Friday, February 26, 2010

Memento Mori, or The City of Hungry Ghosts

In the offices, they sat beside steaming mugs that slowly cooled and stared at computer screens, remembering e-mails, meetings, deadlines. One by one, the monitors flickered and went dark.

Outside, silent customers stood arrayed around a hot dog vendor, holding sausages, remembering chili, relish, and crisp warm bread. A man on a bench threw a handful of crumbs and remembered pigeons.

Black-clad men and women in red sat at tables, remembering wine, remembering romance. Waiters brought champagne in melting ice. They pocketed large tips.

Nobody went outside the city, where the soil piled haphazardly, and memories lay buried beyond recall.

6 comments:

dolorah said...

Can I have a little more please?

This just grabbed me.

..........dhole

Jim Murdoch said...

Quite lovely. One thought: would "to remembered pigeons" work better? Either way very poetic.

Scattercat said...

@Donna

Sometimes they're the seeds of larger stories. I don't know if this one has enough legs for that. It's just one striking image. I always find I lose interest in afterlife-style stories once characters start talking...



@Jim

Hmm. I think "to remembered pigeons" would give the pigeons too much reality. That is, there would then be pigeons present, albeit of a remembered variety. I wanted to keep the emphasis on the act of remembering, on the way the 'ghosts' are trying to force themselves to remember these things without the actual presence of the things themselves. That's why I made the odd-on-the-surface choice of having the man on the bench "throw crumbs and remember pigeons." It does seem like it comes across a titch awkwardly now. Hmm...

The sad part is that I actually think all the way through these chains of implication when composing these microfics.

Jim Murdoch said...

I realised that. What made me think about it that way was the fact that my second novel takes place within a remembered landscape, everything, the streets he walks on, the windows he looks out of are only as real as he remembers them to be. I don't overstate the fact but at one point I do talk about "remembered leaves" blowing around a park.

Scattercat said...

Great minds, I guess.

I think in this case I prefer the emphasis on the fact that there are no pigeons; I'm okay with sausages and coffee and champagne existing (if unusable) because they're inert and don't move. Pigeons would be active things that aren't the ghosts (even if motivated by the ghost bird-feeder.)

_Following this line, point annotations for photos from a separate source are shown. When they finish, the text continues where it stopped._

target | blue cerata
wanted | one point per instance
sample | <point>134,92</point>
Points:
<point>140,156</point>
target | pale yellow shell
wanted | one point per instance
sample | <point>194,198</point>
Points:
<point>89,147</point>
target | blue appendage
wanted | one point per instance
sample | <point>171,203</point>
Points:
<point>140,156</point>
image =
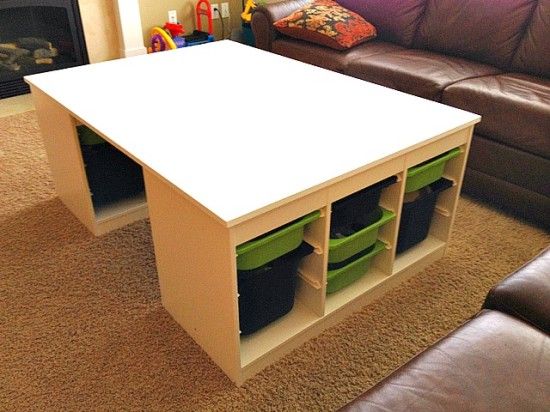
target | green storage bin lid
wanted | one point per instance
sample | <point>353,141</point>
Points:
<point>88,137</point>
<point>428,172</point>
<point>339,278</point>
<point>259,251</point>
<point>341,249</point>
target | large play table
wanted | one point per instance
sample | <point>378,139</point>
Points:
<point>234,142</point>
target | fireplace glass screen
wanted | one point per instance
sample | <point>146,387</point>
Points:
<point>37,38</point>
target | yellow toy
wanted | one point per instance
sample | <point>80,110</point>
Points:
<point>246,15</point>
<point>161,40</point>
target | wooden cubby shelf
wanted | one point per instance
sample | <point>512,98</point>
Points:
<point>212,188</point>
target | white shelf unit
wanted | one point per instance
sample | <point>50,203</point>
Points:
<point>197,262</point>
<point>195,250</point>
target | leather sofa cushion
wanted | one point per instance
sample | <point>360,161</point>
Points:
<point>525,294</point>
<point>488,156</point>
<point>470,370</point>
<point>417,72</point>
<point>325,57</point>
<point>514,109</point>
<point>394,24</point>
<point>533,53</point>
<point>481,30</point>
<point>506,196</point>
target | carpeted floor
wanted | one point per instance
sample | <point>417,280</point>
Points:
<point>82,326</point>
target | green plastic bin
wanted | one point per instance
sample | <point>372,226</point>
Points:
<point>88,137</point>
<point>342,277</point>
<point>342,249</point>
<point>428,172</point>
<point>259,251</point>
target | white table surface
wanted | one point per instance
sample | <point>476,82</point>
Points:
<point>239,129</point>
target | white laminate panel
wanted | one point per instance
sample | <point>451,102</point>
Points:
<point>284,127</point>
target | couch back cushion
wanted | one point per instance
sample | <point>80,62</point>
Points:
<point>488,31</point>
<point>395,20</point>
<point>533,53</point>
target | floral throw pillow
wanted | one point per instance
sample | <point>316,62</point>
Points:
<point>327,23</point>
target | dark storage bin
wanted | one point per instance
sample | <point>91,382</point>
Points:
<point>358,210</point>
<point>112,176</point>
<point>416,215</point>
<point>267,293</point>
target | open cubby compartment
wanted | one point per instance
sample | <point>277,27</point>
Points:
<point>443,216</point>
<point>112,176</point>
<point>69,173</point>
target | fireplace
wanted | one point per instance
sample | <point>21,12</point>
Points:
<point>38,36</point>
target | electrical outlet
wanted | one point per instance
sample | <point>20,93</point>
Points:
<point>214,7</point>
<point>172,16</point>
<point>225,10</point>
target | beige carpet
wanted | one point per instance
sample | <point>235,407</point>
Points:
<point>82,326</point>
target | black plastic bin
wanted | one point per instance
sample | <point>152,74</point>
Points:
<point>267,293</point>
<point>112,176</point>
<point>358,210</point>
<point>416,215</point>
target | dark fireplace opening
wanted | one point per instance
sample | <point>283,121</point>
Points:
<point>38,36</point>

What's the novel called? I'll buy one off'f you. I need something to read 'cause we missed going to the library this week. ;-)

Jim Murdoch said...

The novel is called Stranger than Fiction. It's a sequel and you'd really be well-advised to read Living with the Truth first. You can buy the two for £12.50 - that's about $19 including post and packing - here. If you want to read a bit more about it then there're links to reviews on my website and a couple of excerpts. If the first book appeals don't read anything about the sequel. Most of the reviews include a major spolier and I'd really like it when you get to the end of Living with the Truth to go: "Now how the hell is he going to get a sequel out of this mess?"